Kommentar von Sven Hansen zur EU-Politik gegenüber China: Symbolpolitik für Europas Glaubwürdigkeit
Chinas handstreichartig verabschiedetes Nationales Sicherheitsgesetz für Hongkong ist ein Bruch des Autonomieversprechens („Ein Land, zwei Systeme“) an die frühere Kronkolonie. Dies war zwischen London und Peking 1984 völkerrechtlich vereinbart worden. Bei den EU-Reaktionen darauf geht es jetzt nicht nur um die Freiheitsrechte der Hongkonger, sondern auch um Chinas Glaubwürdigkeit wie um die Europas und dessen außenpolitische Handlungsfähigkeit. Um alle vier steht es sehr schlecht.

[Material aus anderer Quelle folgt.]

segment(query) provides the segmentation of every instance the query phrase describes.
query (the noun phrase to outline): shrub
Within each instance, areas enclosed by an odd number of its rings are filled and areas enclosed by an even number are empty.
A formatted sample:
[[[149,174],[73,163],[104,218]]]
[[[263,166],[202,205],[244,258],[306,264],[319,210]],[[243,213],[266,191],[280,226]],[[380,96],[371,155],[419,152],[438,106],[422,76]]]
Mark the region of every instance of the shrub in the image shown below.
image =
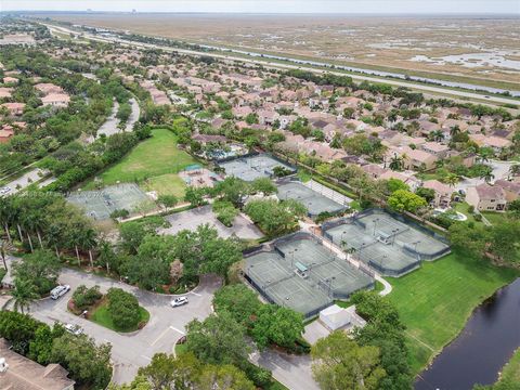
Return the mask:
[[[73,294],[74,306],[76,309],[83,311],[93,306],[102,297],[103,295],[100,292],[100,286],[87,288],[87,286],[81,285],[76,288],[76,291]]]
[[[214,202],[212,208],[213,212],[217,214],[217,219],[222,222],[224,226],[231,227],[233,225],[233,221],[238,214],[238,210],[231,202]]]
[[[108,298],[108,313],[114,325],[120,329],[134,328],[139,324],[140,312],[138,299],[120,288],[110,288]]]

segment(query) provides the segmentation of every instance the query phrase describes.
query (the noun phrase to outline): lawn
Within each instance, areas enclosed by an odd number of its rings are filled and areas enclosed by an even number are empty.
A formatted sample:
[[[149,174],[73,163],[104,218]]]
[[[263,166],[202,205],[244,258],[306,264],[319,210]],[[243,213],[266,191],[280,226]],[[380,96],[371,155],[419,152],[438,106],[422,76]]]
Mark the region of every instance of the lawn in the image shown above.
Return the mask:
[[[181,199],[184,197],[186,183],[176,173],[166,173],[147,179],[142,187],[145,191],[157,191],[159,195],[176,195]]]
[[[464,328],[472,310],[518,272],[451,253],[390,280],[390,300],[407,327],[411,364],[418,374]]]
[[[520,348],[515,351],[511,360],[504,366],[500,379],[496,382],[495,388],[496,390],[514,389],[507,386],[515,384],[520,384]]]
[[[170,130],[156,129],[152,131],[152,135],[118,164],[101,173],[100,179],[104,185],[118,181],[147,181],[146,190],[155,190],[159,194],[183,195],[184,182],[176,173],[196,161],[177,147],[177,135]]]
[[[139,323],[147,323],[150,320],[150,313],[146,311],[146,309],[139,307],[139,314],[140,314],[140,320]],[[128,332],[134,332],[138,330],[138,328],[130,328],[130,329],[119,329],[114,325],[114,322],[112,321],[110,313],[108,312],[107,309],[107,302],[104,301],[102,304],[96,307],[94,311],[92,312],[92,315],[89,317],[90,321],[104,326],[108,329],[115,330],[115,332],[122,332],[122,333],[128,333]]]

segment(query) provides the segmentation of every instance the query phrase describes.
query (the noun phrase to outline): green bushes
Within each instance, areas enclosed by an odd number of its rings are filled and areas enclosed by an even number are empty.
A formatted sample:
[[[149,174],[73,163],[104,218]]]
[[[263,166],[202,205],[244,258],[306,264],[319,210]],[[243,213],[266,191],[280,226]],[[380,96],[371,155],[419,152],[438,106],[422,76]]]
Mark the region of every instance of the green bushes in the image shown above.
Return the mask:
[[[358,313],[367,321],[365,327],[356,330],[355,341],[362,347],[377,347],[380,351],[380,365],[387,376],[381,379],[378,389],[412,389],[405,327],[398,309],[388,298],[368,291],[355,292],[351,301]]]
[[[303,205],[292,199],[284,202],[251,200],[244,210],[270,237],[294,231],[298,226],[298,219],[307,212]]]
[[[98,302],[102,297],[103,295],[100,292],[100,286],[87,288],[86,285],[81,285],[76,291],[74,291],[73,301],[76,309],[84,311]]]
[[[60,324],[53,327],[29,315],[0,311],[0,338],[13,350],[40,364],[58,363],[80,388],[105,389],[112,374],[110,346],[96,346],[86,335],[67,334]]]
[[[114,325],[120,329],[136,328],[141,318],[138,299],[120,288],[110,288],[106,297]]]

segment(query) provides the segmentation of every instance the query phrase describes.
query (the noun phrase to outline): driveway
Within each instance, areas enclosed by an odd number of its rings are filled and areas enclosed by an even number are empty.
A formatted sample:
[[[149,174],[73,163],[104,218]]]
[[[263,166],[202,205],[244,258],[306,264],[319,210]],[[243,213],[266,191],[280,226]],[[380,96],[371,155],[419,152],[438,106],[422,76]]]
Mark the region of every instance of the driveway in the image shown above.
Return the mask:
[[[203,276],[200,285],[186,294],[190,303],[172,309],[169,306],[171,300],[169,296],[144,291],[81,271],[63,269],[60,283],[70,285],[72,291],[56,301],[48,298],[34,303],[30,314],[50,325],[56,321],[77,324],[96,342],[109,342],[116,384],[131,381],[139,367],[150,364],[155,353],[172,353],[177,340],[185,334],[186,324],[194,318],[203,320],[211,313],[212,296],[220,286],[218,277]],[[140,304],[151,314],[148,324],[136,333],[119,334],[69,313],[67,302],[72,292],[81,284],[87,287],[99,285],[102,291],[106,291],[110,287],[119,287],[134,294]]]
[[[250,361],[263,368],[270,369],[273,377],[290,390],[318,390],[311,370],[309,355],[289,355],[266,349],[255,352]]]
[[[515,162],[515,161],[498,161],[498,160],[491,160],[485,164],[489,165],[491,168],[493,168],[494,179],[492,180],[492,182],[499,179],[507,180],[507,178],[509,177],[509,169],[511,168],[511,166],[518,165],[518,162]],[[472,179],[464,178],[461,181],[459,181],[455,185],[455,190],[456,191],[464,190],[465,192],[467,192],[469,187],[482,184],[484,180],[480,178],[472,178]]]
[[[130,117],[127,120],[127,127],[125,128],[125,131],[132,131],[133,125],[135,125],[135,122],[139,120],[139,117],[141,116],[141,108],[135,98],[131,98],[129,100],[129,103],[132,107],[132,113],[130,114]]]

Seit Jahren wird gemahnt, dass Europa mit einer Stimme sprechen müsse, wenn es von China und anderen ernst genommen werden will. Doch Europas Außenminister sind gegenüber China weiterhin uneins. China hat in der Eurokrise so stark in Griechenland investiert, dass Athen nicht mehr gegen Peking zu stimmen wagt. Ungarns autokratischer Ministerpräsident Orbán wiederum gibt gern Chinas Avancen nach, um Druck aus Brüssel auszuweichen. Italien und andere hoffen, von Pekings neuer Seidenstraße zu profitieren. Und Deutschland lebt wie kein zweites EU-Land vom China-Handel. Ohne Volksrepublik kriselte Volkswagen noch stärker, Mercedes hat schon einen chinesischen Anteilseigner, und auch andere deutsche Konzerne können nicht mehr auf China verzichten.
Die Bundesregierung hat sich auf die Strategie „Wandel durch Handel“ versteift. Die hat bisher gute Geschäfte ermöglicht und den Deutschen die Illusion einer vorteilhaften Sonderbeziehung zu Peking gegeben. Auch deshalb hat die Bundeskanzlerin – China-Politik ist Chefinnensache – wie schon ihre Vorgänger Peking nie öffentlich kritisiert. Natürlich gibt es auch Argumente gegen polternde Lautsprecherpolitik. Doch Berlins Leisetreterei gegenüber dem zunehmend arrogant auftrumpfenden Peking ist keine überzeugende Außenpolitik. Und Chinas jetziger Bruch des Völkerrechts ist zu schwerwiegend, als dass allein mit folgenlosen Appellen oder dem vorgeschlagenen symbolischen Exportverbot für Polizeiausrüstung zu reagieren wäre.
Klar ist: Deutschland und Europa haben kein Mittel, in Peking eine Rücknahme des Hongkonger Sicherheitsgesetzes durchzusetzen. Sanktionen dürften bestenfalls zur einer selteneren Anwendung des Gesetzes beitragen und zur Erhöhung des politischen Preises für Peking, was künftige Fälle verhindern mag. Sanktionen sind aber dennoch nötig, weil die EU sonst vollends als Papiertiger entlarvt und BürgerrechtlerInnen gezeigt wird, dass sie sich auf Europa nicht verlassen können.